O predomínio cada vez maior do novo coronavírus entre os casos e óbitos por SRAG é outro fator de destaque, segundo os pesquisadores da Fiocruz. Em 2020, das 616 hospitalizações confirmadas por SRAG, 488 foram por Sars-CoV-2; outras 51 ocorreram por influenza e 17 pelo vírus sincicial respiratório (VSR). No ano anterior, no mesmo período, quando o novo coronavírus ainda não havia sido descoberto, foram 91 hospitalizações por influenza e 69 pelo VSR.

O último boletim epidemiológico da Covid-19 da Sesa confirma que o Sars-Cov-2 tem força nas hospitalizações no Estado. “O coronavírus representa 81,1% de todos os casos de SRAG que tiveram etiologia esclarecida”, indica o documento técnico, com base nos dados até 28 de abril. Na sequência, vieram outros vírus respiratórios (como rinovírus e adenovírus), com 10% dos casos hospitalizados, e a influenza, com 8%.

Os dados da Sesa também apontam que, até aquela data, 52% dos pacientes com SRAG no Ceará eram idosos com 60 anos ou mais, e 81% tinham alguma doença crônica. Os pesquisadores da Fiocruz notaram uma mudança no perfil dos pacientes: no ano passado, as doenças respiratórias graves afetaram principalmente crianças, mas os casos de 2020 acometem mais idosos e pessoas com comorbidades, uma característica da Covid-19.

Outro dado relevante do InfoGripe é que apenas 26% das internações no Ceará, até 25 de abril, tiveram a causa esclarecida.

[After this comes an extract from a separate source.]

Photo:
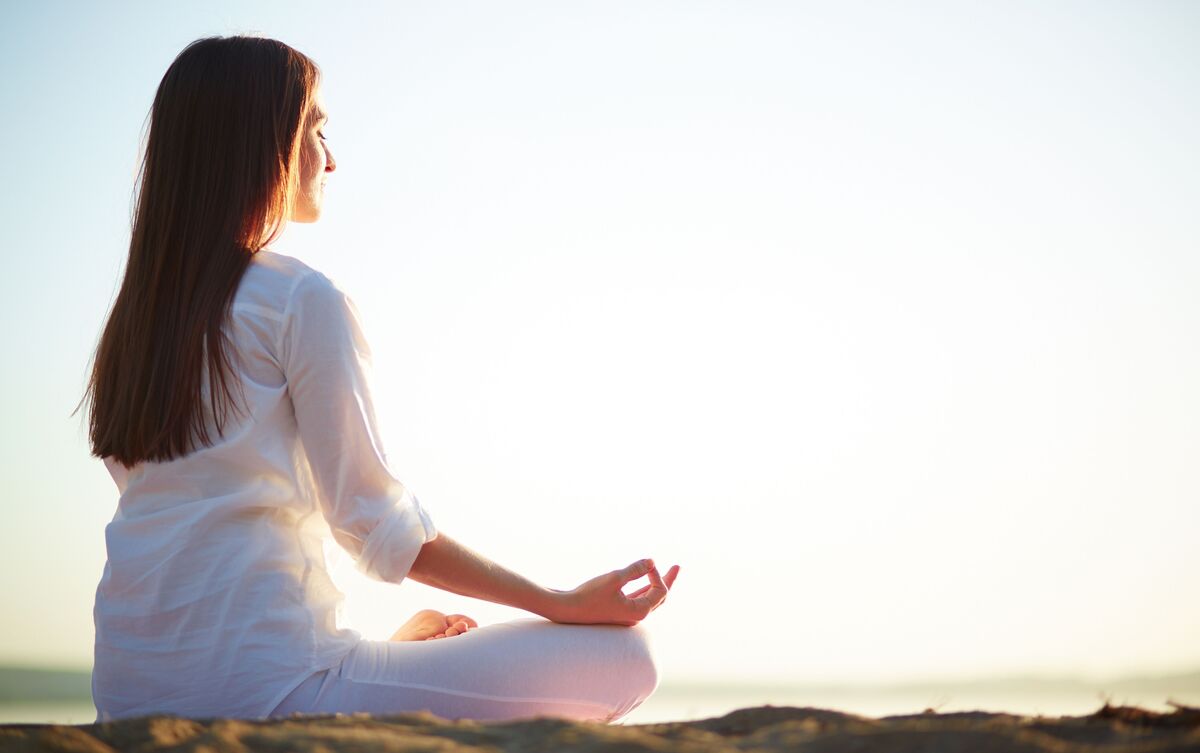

Quase mil pacientes aguardavam diagnóstico de exames. A demora na liberação dos resultados e a subnotificação de outros casos chama atenção porque, segundo o biólogo Gabriel Aguiar, os epidemiologistas ficam bem mais limitados para realizar previsões sobre a pandemia do novo coronavírus e determinar seus reais impactos na área da saúde.

“Precisamos desses dados para saber alocar recursos humanos e financeiros, para atingir o máximo de precisão em instituir planos de contenção. Encarar uma doença desse tipo sem dados epidemiológicos é planejar uma batalha às cegas. Precisamos saber como, onde e quando a doença ataca”, sinaliza Gabriel.
Isolamento

Na prática, o aumento de casos de SRAG pressiona a rede hospitalar por estrutura de internação. Embora tenha aberto mais de mil leitos exclusivos para Covid-19 em menos de dois meses, o Governo do Estado sente os efeitos do aumento da demanda. Nessa terça, a Sesa informou que a taxa de ocupação dos leitos específicos de Unidades de Terapia Intensiva (UTIs) era de 96% na região de Fortaleza e 93% no Estado.

Analisando o cenário, o boletim InfoGripe recomenda “a necessidade de manutenção das recomendações de isolamento social para evitar demanda hospitalar acima da capacidade de atendimento”. A Fiocruz ressalta que a saturação da rede hospitalar, já relatada em alguns Estados, “também pode afetar os dados e a taxa de crescimento dos casos notificados nas próximas semanas, uma vez que as notificações dependem de hospitalização”.

“Em uma pandemia em que milhões são contaminados, uma morte a cada 100 infectados é muita coisa. Aqui no Brasil, cada pessoa infectada transmite para outras duas ou três, e há muitas pessoas assintomáticas ou pré-sintomáticas transmitindo. Por isso o isolamento é tão importante”, reforça o biólogo Gabriel Aguiar. A decisão com medidas restritivas foi prorrogada pelo governador Camilo Santana até o dia 20 de maio, quando completa dois meses.